The home office is on its way out. It’s not that people are going to stop working at home and head back to the cubicle farm. It’s that work has spread out around the home so much that a dedicated home office space is increasingly irrelevant. What’s more, developers are designing for this change, and the shape of our houses is changing to fit our new habits.
Back when working from home was called “telecommuting,” you might actually have an office at home, complete with a fax, a printer, and of course a big computer sitting on your desk. These days, home working is more likely done on a laptop with an all-day battery. People spread out around the home, starting in bed, perhaps, and maybe following the sunny spots through the kitchen and living room throughout the day. In fact, the coffee shop around the corner is more likely to be one of your work locations than the drafty room upstairs.
Speaking to Bloomberg, Zillow chief marketing officer Jeremy Wacksman said that mentions of home offices on his real estate listings site have dropped 20% over the past year. And at the same time, homes are being designed with more flexible, open-plan layouts. There may be little nooks to hole up in while you wander the house, for example, and losing a dedicated office space frees up square footage for a more open-feeling space.
Even working from home might be an old-fashioned thought. That neighborhood coffee shop is one alternative, but many jobs can be done on the hoof. Every summer, for example, I take a few weeks away while still working. For this job, I only need an iPad and a keyboard, so I can work anywhere that offers shade and a cellular connection to the internet. The rest of the year I sit alone at a desk with a big screen and a clicky keyboard, but it shows how flexible our work has become. For somebody whose job consists of email and phone calls, staying at home can seem pointless.
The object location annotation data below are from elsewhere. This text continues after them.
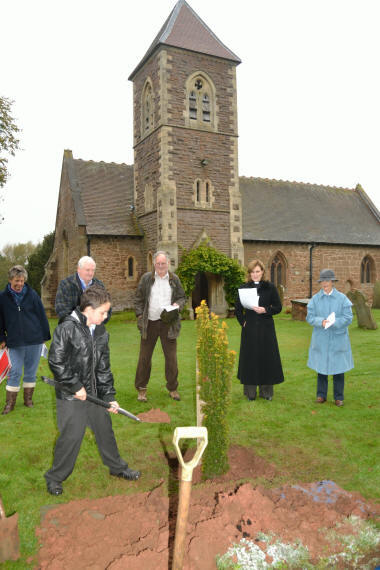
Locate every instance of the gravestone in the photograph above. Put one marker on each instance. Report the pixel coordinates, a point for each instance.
(376, 296)
(363, 312)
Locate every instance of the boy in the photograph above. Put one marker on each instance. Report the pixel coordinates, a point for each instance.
(79, 360)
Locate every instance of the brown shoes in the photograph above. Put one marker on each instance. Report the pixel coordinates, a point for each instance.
(174, 395)
(142, 395)
(10, 402)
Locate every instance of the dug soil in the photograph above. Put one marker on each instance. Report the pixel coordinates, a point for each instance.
(137, 531)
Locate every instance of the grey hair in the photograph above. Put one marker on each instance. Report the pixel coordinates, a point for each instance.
(86, 259)
(161, 253)
(18, 271)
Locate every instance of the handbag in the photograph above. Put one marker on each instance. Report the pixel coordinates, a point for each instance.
(5, 363)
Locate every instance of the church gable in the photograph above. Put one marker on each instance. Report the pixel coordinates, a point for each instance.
(282, 211)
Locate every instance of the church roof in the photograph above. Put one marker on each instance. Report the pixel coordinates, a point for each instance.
(103, 196)
(185, 29)
(277, 210)
(273, 210)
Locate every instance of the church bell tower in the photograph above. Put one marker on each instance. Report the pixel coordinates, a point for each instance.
(186, 140)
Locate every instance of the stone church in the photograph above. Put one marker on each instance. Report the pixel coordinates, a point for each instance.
(184, 189)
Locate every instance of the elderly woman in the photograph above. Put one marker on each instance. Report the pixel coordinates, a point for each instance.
(329, 312)
(23, 329)
(259, 360)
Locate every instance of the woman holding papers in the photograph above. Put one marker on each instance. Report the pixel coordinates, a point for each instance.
(259, 360)
(329, 312)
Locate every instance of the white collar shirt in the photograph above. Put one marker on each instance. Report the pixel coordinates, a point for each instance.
(160, 296)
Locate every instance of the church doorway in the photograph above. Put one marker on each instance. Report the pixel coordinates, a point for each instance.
(200, 291)
(210, 287)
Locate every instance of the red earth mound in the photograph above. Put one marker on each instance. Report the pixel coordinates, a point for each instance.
(137, 531)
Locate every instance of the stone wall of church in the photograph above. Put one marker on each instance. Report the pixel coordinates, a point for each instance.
(344, 260)
(168, 158)
(111, 255)
(69, 245)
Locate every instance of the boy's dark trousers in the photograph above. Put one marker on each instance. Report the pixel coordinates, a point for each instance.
(73, 416)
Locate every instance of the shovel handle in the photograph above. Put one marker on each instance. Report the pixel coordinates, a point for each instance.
(2, 512)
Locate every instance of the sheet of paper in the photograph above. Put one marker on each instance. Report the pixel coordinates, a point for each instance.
(249, 298)
(44, 351)
(330, 320)
(168, 308)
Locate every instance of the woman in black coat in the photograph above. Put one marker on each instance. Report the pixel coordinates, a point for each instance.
(259, 360)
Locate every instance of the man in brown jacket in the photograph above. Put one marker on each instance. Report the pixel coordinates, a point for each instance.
(158, 289)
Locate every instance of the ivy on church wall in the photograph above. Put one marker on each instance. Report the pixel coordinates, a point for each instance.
(207, 259)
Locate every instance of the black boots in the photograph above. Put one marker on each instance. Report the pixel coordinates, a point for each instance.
(28, 393)
(11, 398)
(10, 402)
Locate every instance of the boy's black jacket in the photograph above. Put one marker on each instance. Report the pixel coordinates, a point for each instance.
(79, 359)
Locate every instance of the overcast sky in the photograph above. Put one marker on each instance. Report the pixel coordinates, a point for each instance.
(308, 91)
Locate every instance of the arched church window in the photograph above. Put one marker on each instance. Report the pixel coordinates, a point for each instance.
(206, 108)
(147, 108)
(192, 105)
(278, 270)
(201, 101)
(367, 270)
(150, 261)
(203, 194)
(130, 268)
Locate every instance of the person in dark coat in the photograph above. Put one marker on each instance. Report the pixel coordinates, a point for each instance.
(79, 360)
(259, 360)
(23, 329)
(71, 288)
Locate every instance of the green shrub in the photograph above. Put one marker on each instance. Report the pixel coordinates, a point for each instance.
(215, 364)
(207, 259)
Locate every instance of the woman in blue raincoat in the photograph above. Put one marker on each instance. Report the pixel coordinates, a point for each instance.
(330, 313)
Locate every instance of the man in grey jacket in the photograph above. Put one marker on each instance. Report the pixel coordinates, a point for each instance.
(158, 289)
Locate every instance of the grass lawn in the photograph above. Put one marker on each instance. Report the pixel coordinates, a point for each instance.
(306, 441)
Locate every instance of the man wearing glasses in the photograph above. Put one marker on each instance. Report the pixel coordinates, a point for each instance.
(159, 294)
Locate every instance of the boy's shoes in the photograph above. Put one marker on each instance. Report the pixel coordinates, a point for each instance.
(54, 488)
(142, 395)
(128, 473)
(174, 395)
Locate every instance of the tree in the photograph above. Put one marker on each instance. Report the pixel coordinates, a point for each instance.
(38, 260)
(8, 137)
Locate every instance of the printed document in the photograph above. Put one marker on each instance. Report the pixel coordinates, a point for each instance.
(330, 320)
(249, 298)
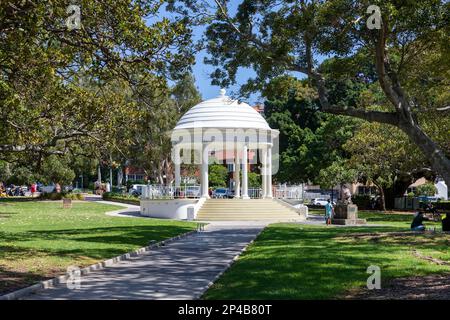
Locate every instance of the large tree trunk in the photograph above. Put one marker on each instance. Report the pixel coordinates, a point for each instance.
(402, 117)
(439, 162)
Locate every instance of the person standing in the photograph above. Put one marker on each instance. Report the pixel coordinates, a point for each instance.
(328, 212)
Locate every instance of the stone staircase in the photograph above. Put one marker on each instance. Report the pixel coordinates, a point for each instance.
(249, 210)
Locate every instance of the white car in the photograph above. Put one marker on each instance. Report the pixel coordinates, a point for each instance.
(320, 202)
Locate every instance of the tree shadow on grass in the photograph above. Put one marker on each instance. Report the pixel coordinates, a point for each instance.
(288, 262)
(13, 280)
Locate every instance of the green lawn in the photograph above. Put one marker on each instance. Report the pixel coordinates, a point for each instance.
(39, 240)
(293, 261)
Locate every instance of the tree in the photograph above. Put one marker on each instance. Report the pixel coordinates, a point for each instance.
(60, 87)
(149, 131)
(310, 140)
(383, 156)
(275, 38)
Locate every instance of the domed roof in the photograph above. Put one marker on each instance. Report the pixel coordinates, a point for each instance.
(222, 112)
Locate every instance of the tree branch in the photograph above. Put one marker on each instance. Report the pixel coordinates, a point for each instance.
(371, 116)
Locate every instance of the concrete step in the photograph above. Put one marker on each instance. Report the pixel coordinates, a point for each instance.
(248, 209)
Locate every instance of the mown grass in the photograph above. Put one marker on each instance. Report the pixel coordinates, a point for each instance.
(293, 261)
(39, 240)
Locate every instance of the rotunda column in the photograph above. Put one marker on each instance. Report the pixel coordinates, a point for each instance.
(264, 172)
(236, 175)
(244, 172)
(205, 185)
(177, 165)
(269, 172)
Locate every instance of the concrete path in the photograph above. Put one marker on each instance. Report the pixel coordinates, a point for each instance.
(180, 270)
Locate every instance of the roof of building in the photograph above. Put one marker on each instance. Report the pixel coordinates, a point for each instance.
(222, 112)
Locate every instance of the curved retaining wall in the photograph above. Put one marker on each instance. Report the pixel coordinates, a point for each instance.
(171, 209)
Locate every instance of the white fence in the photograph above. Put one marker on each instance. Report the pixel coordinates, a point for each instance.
(288, 192)
(170, 192)
(193, 191)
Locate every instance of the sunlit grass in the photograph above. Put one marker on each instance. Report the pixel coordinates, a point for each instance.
(40, 239)
(292, 261)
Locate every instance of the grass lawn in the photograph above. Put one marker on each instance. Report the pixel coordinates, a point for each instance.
(293, 261)
(39, 240)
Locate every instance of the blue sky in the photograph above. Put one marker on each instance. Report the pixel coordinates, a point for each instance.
(202, 71)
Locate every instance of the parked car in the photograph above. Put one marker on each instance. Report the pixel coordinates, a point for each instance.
(220, 193)
(46, 189)
(320, 202)
(136, 189)
(230, 194)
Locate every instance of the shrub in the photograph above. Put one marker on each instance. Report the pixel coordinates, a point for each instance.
(362, 201)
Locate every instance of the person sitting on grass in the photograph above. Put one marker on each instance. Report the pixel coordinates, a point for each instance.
(417, 224)
(328, 212)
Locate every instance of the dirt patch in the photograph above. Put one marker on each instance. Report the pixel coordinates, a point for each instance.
(434, 287)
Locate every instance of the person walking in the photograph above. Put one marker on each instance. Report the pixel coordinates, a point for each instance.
(328, 212)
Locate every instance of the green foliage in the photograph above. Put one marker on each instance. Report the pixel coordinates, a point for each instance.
(362, 201)
(77, 92)
(22, 176)
(217, 175)
(5, 171)
(254, 180)
(337, 173)
(56, 170)
(309, 139)
(427, 189)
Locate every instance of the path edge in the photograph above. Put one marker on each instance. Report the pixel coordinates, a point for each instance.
(229, 264)
(47, 284)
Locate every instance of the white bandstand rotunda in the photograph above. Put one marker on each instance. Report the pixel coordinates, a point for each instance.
(216, 126)
(229, 127)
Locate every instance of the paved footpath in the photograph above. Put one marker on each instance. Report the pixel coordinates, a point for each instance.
(179, 270)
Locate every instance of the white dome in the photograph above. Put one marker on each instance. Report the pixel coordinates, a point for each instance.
(222, 112)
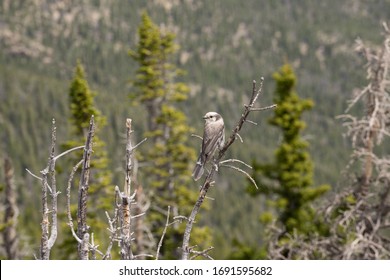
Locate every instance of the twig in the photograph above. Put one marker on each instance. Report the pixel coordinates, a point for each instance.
(209, 178)
(236, 160)
(202, 253)
(69, 151)
(163, 234)
(32, 174)
(239, 137)
(82, 227)
(264, 108)
(68, 210)
(197, 136)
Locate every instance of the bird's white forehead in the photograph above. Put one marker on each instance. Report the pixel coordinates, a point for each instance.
(210, 114)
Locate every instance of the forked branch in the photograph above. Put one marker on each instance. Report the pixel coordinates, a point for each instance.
(186, 249)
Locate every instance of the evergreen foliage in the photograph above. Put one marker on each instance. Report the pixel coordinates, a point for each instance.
(82, 107)
(170, 158)
(287, 182)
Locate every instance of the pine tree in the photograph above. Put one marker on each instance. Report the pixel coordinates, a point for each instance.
(170, 156)
(287, 183)
(82, 107)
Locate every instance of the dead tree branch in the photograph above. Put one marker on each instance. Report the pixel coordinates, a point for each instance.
(11, 213)
(186, 250)
(46, 241)
(82, 226)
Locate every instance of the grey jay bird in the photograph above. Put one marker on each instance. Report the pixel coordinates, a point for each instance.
(213, 138)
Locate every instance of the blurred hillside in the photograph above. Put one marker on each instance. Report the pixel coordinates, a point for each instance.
(224, 46)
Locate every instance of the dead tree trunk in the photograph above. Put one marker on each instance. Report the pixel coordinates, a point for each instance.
(82, 226)
(186, 249)
(10, 235)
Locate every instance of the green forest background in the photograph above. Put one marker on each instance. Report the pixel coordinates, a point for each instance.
(224, 46)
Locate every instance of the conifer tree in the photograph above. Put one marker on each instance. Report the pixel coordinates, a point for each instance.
(82, 107)
(287, 183)
(170, 157)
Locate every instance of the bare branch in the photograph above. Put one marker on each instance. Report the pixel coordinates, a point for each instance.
(68, 151)
(35, 176)
(197, 136)
(209, 178)
(163, 234)
(264, 108)
(82, 227)
(202, 253)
Much of this is generational. When surveyed, half of older folks prefer a dedicated home-office space, says Bloomberg‘s Patrick Clark. Young people, on the other hand, don’t care so much about where they work. There’s one exception here, though. According to Adam Arturian of John Burns real estate consultancy, parents born in the 1970s and 1980s “need to escape their noisy children and barking dog during the day. The opportunity to close the door when on a business call makes a big difference.”
The home continues to change to suit our needs. It used to be somewhere we slept, and perhaps entertained ourselves in the evening. Now we spend a lot more time there. Perhaps bedrooms will shrink, as the rest of the home grows to fit this need, or maybe the bedroom will get even bigger as we work from bed. Or perhaps we’ll all just spend our lives on a permanent co-workation, while we wait for the end of the world. The one thing we won’t be doing is heading up to the home office to send a fax.